Ella nunca había sido muy simpática -no más de la cortesía necesaria- pero aún así ahí estaba yo, buscando información para una completa desconocida. Tomé un poco de agua mientras meditaba lo que haría. No era apropiado e incluso podía llegar a ser ilegal. El único temor que nacía dentro mío era la posibilidad de perder mi trabajo pero a la vez Johanna era una visitante habitual y debíamos cuidar a nuestros visitantes. Puse manos a la obra, ella no diría nada y yo tampoco.

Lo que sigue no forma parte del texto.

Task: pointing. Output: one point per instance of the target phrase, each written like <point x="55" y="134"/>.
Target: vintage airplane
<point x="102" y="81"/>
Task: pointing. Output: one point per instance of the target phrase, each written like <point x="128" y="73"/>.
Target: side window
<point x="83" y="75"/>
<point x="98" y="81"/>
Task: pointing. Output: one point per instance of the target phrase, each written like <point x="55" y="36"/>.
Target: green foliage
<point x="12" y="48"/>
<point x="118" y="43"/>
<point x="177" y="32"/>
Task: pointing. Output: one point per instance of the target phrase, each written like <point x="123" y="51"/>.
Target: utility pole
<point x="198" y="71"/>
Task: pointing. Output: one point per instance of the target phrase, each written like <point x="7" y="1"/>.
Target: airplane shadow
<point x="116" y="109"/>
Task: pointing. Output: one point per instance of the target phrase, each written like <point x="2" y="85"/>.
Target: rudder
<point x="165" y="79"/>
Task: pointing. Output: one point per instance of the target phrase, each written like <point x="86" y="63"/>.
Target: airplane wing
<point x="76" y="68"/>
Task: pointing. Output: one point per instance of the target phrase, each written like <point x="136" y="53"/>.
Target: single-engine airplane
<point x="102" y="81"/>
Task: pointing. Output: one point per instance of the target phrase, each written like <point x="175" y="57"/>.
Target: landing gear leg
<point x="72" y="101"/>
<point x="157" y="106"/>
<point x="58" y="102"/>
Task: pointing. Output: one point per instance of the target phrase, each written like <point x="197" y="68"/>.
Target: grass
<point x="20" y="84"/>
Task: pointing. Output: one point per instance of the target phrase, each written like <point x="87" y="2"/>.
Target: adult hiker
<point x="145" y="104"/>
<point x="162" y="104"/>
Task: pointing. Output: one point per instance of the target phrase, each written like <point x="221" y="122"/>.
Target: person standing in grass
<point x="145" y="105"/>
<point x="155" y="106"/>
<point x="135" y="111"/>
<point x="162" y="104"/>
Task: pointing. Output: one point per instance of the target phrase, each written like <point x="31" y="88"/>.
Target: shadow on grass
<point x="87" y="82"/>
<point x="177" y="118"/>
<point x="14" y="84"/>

Revisé la computadora en busca de las manos que habían tenido en su pertenencia el libro “Aida. Una ópera de Giuseppe Verdi”. Al parecer había sido dado de baja, registrado como extraviado. Sin embargo, pude extraer los nombres de sus lectores sin ningún problema -siempre me había llevado muy bien con la tecnología-. Copié aquellos nombres que no significaban nada para mí junto con las fechas de retiro y devolución. La última persona en llevárselo lo había devuelto -¿cómo había terminado en la casa de Johanna?-. También busqué el archivo de lecturas en la biblioteca y un nombre llamó mi atención: Jorge Herrera. ¿Algún familiar de Johanna?, pensé y lo anoté subrayándolo. Al parecer una página y media era lo único que necesitaba pero cuando estaba a punto de avisarle unos números llamaron mi atención.
En la esquina inferior derecha dos fechas había escritas a mano: 04/10/1986 y 06/10/2010. No pude detener mi curiosidad y busqué los diarios de aquellos días. Nada parecía de gran importancia y comencé a pensar que el juego de investigadora se me estaba yendo de las manos. ¿Qué esperaba encontrar? Sólo estaba haciendo un pedido para una clienta a la cual no sabía porqué había decidido ayudar. Nada raro surgiría de allí -nada de mi interés al menos-. Seguí leyendo y pronto encontré una conexión: ambos días correspondían a distintos estrenos de Aida en Rosario. La investigadora había cumplido con su tarea mejor de lo que creía. Cierta alegría me invadía y me inquietaba.
Marqué el número de la casa de Johanna y un hombre atendió. Pedí hablar con ella y su voz me preguntó qué quería. Le dije quién era y que ya podía venir a buscar la información que había pedido. Esperé con un poco de música en mis oídos y al verla acercarse me saqué mis auriculares y apagué mi Mp3. La saludé con una sonrisa que me tomó por sorpresa -debía ser amable pero no amigable-. Le di la hoja escrita y ella la revisó. Al final de la página unas anotaciones llamaron su atención.
-¿Qué son estas fechas? -preguntó.
-Estaban escritas en la partitura -expliqué-. Me dio curiosidad y busqué algo de información -sonreí y rápidamente me corregí, yo no debía hacer eso.
-¿Y qué hay del libro donde estaba Celeste? ¿Y sobre el chico que la encontró? -indagó restándole importancia a mis averiguaciones.
-No busqué nada sobre ese texto pero el chico se llamaba Martín Verdi -le expliqué-. También había alguien que lo retiraba muy a menudo... -un nudo se formó- Juan Pérez -escupí y dolió.
-Me parece que eso es todo -añadió-. Emma... Gracias -me dedicó una sonrisa y unas ojos llenos de agradecimiento y calor.
Nunca había expresado emoción alguna frente a mí y eso me tomó por sorpresa.
-De nada -respondí torpemente mientras me sentía alagada en mi interior-. Acá tenés el libro -se lo entregué-. Quedátelo. No está más en el archivo, se registró que se había perdido el año pasado y puede permanecer así.
-De acuerdo -atinó a decir mientras sus dedos acariciaban el destrozado texto.
Se marchó y yo observé su andar, apurado y un poco torpe pero decidido. Cerré la reja y me largué a casa. Ese día había estado suficientemente lleno de aventuras para mi gusto, debía descansar.